Mattarella: “Voto inconcepibile senza legge elettorale”. Renzi-bis?

7 Dicembre 2016, di Laura Naka Antonelli

“E’ inconcepibile indire elezioni prima che le leggi elettorali di Camera e Senato vengano rese tra loro omogenee”. Questa è la posizione del presidente della Repubblica Sergio Mattarella, secondo quanto riportato dall’Huffington Post.

“Il risultato del referendum ha confermato un Parlamento con due Camere, regolate da due leggi elettorali profondamente differenti, l’una del tutto proporzionale, l’altra fortemente maggioritaria con forti rischi di effetti incompatibili rispetto all’esigenza di governabilità, riporta il sito.

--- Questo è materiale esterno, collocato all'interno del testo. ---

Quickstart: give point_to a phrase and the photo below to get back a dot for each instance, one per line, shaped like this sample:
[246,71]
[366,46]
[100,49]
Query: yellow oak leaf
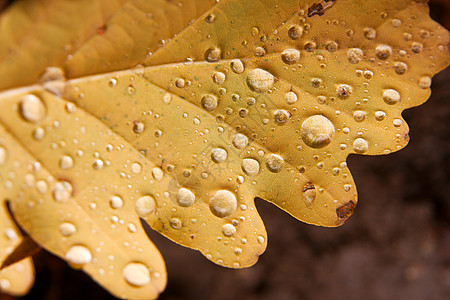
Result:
[182,113]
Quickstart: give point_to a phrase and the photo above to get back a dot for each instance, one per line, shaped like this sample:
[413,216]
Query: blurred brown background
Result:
[397,245]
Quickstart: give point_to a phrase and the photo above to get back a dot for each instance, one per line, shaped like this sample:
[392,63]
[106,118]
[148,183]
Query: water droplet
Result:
[290,97]
[66,162]
[212,54]
[136,274]
[219,77]
[290,56]
[344,91]
[309,193]
[32,108]
[317,131]
[3,155]
[391,96]
[223,203]
[383,51]
[380,115]
[185,197]
[425,82]
[281,116]
[67,229]
[237,66]
[157,173]
[370,33]
[116,202]
[240,141]
[260,81]
[145,206]
[360,145]
[209,102]
[219,155]
[175,223]
[138,127]
[62,191]
[136,168]
[250,166]
[78,255]
[228,230]
[295,32]
[359,116]
[274,163]
[355,55]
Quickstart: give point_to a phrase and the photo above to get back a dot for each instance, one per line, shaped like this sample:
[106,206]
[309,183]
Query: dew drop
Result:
[228,230]
[260,81]
[309,193]
[223,204]
[66,162]
[425,82]
[274,163]
[157,174]
[317,131]
[344,91]
[67,229]
[219,155]
[391,96]
[360,145]
[116,202]
[237,66]
[295,32]
[62,191]
[250,166]
[290,56]
[240,141]
[136,274]
[78,255]
[209,102]
[145,206]
[219,77]
[290,97]
[355,55]
[383,51]
[32,108]
[185,197]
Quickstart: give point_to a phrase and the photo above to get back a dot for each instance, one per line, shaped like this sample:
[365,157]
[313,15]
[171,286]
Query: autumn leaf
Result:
[182,113]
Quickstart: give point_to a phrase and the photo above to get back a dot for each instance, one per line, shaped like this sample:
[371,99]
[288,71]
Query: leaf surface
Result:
[182,113]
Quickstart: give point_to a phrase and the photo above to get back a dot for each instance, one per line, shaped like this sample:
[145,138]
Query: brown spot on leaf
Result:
[346,211]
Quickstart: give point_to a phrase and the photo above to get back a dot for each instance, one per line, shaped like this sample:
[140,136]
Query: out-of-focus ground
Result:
[396,246]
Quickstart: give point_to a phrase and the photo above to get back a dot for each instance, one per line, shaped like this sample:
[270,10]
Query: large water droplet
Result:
[223,203]
[185,197]
[317,131]
[260,81]
[32,108]
[136,274]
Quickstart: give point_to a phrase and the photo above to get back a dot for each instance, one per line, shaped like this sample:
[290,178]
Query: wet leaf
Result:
[181,114]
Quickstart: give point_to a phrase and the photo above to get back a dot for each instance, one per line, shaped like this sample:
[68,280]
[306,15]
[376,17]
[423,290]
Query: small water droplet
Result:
[185,197]
[259,80]
[360,145]
[32,108]
[145,206]
[223,203]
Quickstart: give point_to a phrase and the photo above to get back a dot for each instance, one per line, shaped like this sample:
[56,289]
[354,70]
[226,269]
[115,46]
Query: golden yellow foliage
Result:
[182,113]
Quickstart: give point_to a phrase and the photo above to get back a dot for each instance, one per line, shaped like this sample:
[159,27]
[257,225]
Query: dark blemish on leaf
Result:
[319,8]
[346,211]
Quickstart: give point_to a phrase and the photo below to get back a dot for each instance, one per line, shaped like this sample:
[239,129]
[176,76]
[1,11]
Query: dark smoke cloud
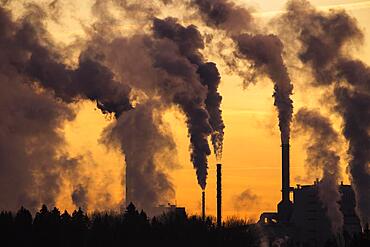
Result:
[35,57]
[245,200]
[326,39]
[79,197]
[31,140]
[265,52]
[189,41]
[322,155]
[225,15]
[32,75]
[148,151]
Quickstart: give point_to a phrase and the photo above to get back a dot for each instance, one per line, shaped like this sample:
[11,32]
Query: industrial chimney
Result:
[203,205]
[128,187]
[285,206]
[219,198]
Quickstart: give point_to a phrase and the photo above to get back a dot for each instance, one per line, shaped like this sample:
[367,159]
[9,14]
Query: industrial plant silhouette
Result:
[162,66]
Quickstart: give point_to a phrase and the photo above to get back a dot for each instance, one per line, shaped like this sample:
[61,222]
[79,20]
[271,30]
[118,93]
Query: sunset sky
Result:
[251,158]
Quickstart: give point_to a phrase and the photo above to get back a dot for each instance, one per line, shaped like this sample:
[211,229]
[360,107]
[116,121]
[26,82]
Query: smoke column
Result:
[325,38]
[265,51]
[321,154]
[189,41]
[31,143]
[144,144]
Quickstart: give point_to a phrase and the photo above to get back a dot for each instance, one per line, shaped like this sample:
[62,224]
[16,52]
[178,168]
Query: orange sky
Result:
[251,158]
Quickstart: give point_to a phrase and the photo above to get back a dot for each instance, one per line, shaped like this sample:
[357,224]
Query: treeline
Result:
[131,228]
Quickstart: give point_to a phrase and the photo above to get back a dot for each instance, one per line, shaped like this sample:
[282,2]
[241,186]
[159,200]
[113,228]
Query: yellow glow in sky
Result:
[251,158]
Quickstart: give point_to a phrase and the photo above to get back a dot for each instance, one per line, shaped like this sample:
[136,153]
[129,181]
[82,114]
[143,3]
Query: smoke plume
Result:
[225,15]
[148,151]
[322,155]
[79,197]
[31,156]
[189,41]
[265,52]
[325,41]
[245,200]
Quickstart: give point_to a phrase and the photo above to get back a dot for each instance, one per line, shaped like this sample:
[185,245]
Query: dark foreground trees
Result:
[132,228]
[52,228]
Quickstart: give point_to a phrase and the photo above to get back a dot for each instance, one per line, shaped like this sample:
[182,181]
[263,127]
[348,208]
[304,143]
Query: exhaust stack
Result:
[203,205]
[285,206]
[219,196]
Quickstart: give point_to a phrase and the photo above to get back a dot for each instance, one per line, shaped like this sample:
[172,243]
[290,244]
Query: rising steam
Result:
[325,39]
[322,155]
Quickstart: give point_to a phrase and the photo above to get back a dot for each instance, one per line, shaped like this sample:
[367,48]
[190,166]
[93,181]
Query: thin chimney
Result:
[285,206]
[203,205]
[219,196]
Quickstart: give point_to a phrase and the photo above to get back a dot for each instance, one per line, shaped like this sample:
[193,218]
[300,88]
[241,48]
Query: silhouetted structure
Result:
[203,205]
[309,223]
[219,196]
[285,206]
[130,228]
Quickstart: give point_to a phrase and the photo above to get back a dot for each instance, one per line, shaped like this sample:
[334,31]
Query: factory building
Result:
[304,220]
[309,223]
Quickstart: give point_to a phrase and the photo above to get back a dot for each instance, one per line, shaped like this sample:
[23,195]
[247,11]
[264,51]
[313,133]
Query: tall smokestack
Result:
[285,206]
[203,205]
[219,196]
[128,187]
[285,172]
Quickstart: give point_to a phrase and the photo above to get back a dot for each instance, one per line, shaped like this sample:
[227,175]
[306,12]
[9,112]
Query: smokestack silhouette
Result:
[321,153]
[325,41]
[285,206]
[219,196]
[203,205]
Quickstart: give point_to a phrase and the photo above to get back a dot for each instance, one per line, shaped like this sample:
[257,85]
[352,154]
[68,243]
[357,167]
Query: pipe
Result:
[203,205]
[219,196]
[285,172]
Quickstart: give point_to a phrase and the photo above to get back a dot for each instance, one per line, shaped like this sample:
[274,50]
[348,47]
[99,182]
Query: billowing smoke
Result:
[322,155]
[189,42]
[79,197]
[32,76]
[245,200]
[34,56]
[325,40]
[225,15]
[148,150]
[31,156]
[265,52]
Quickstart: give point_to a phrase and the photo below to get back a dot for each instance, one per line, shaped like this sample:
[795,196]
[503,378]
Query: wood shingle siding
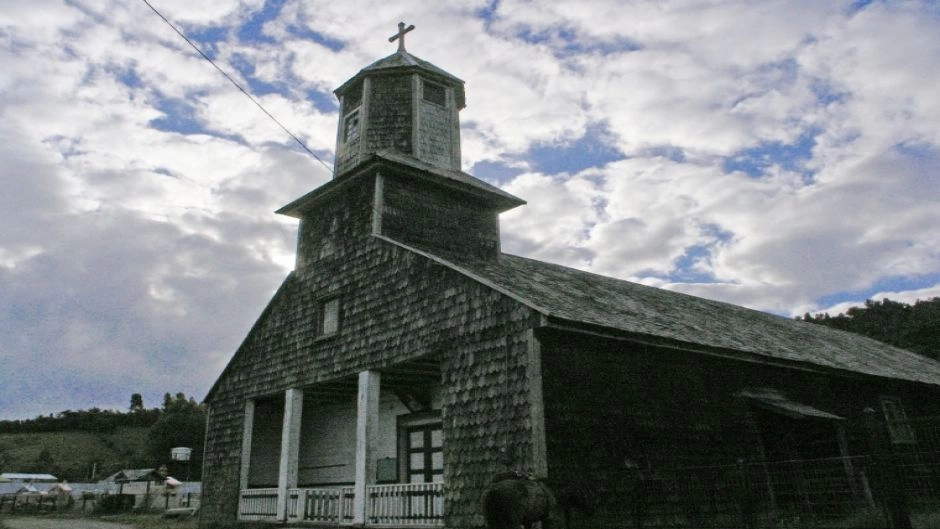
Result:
[396,305]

Mattarella avrebbe dunque intenzione di evitare il voto almeno fino a quando non ci sarà una legge elettorale. E, a tal proposito, nella giornata di ieri la Corte costituzionale ha fissato per il 24 gennaio 2017 la discussione sulle eccezioni di costituzionalità sollevate sull’Italicum, provocando subito l’ira di Matteo Salvini che, riferendosi alla data, ha così commentato:

“Si prende un altro mese e mezzo, una follia”.

Il presidente della Repubblica avrebbe  tutta l’intenzione di procedere verso la formazione di un nuovo governo, che punti a un accordo sulla legge elettorale.

Dunque, dopo l’ok lampo alla manovra e alle dimissioni ufficiali di Matteo Renzi – rimandate proprio per dare la precedenza alla legge di bilancio – già tra la giornata di domani, giovedì, e di venerdì, il Colle darà il via alle consultazioni con i leader di partito.

Tra domenica e lunedì, secondo le fonti, dovrebbe essere già pronto il nome del nuovo presidente del Consiglio.

Renzi starebbe intanto valutando diverse opzioni, con La Stampa che riporta che spunta anche l’ipotesi di un Renzi bis.

Così il premier starebbe pensando: “Governo con tutti o le urne”.

E Il Corriere spiega:

“L’ultima carta giocata dal premier dimissionario Matteo Renzi — stoppato dal Quirinale e dalla Consulta sulla strada delle «elezioni subito» — è quella di un «governo di responsabilità nazionale» che abbia il sostegno di tutti i partiti, compresa la Lega e il M5S. Una sorta di «dentro tutti» che, alle orecchie dei non renziani, suona come una mossa tattica per prendere tempo. Un «no» secco arriva subito dal M5S e da Forza Italia, che chiede di varare prima la legge elettorale”.

Oltre al voto sulla manovra  – con il ministro Maria Elena Boschi che ha posto la fiducia – oggi in calendario c’è la riunione della direzione del Pd.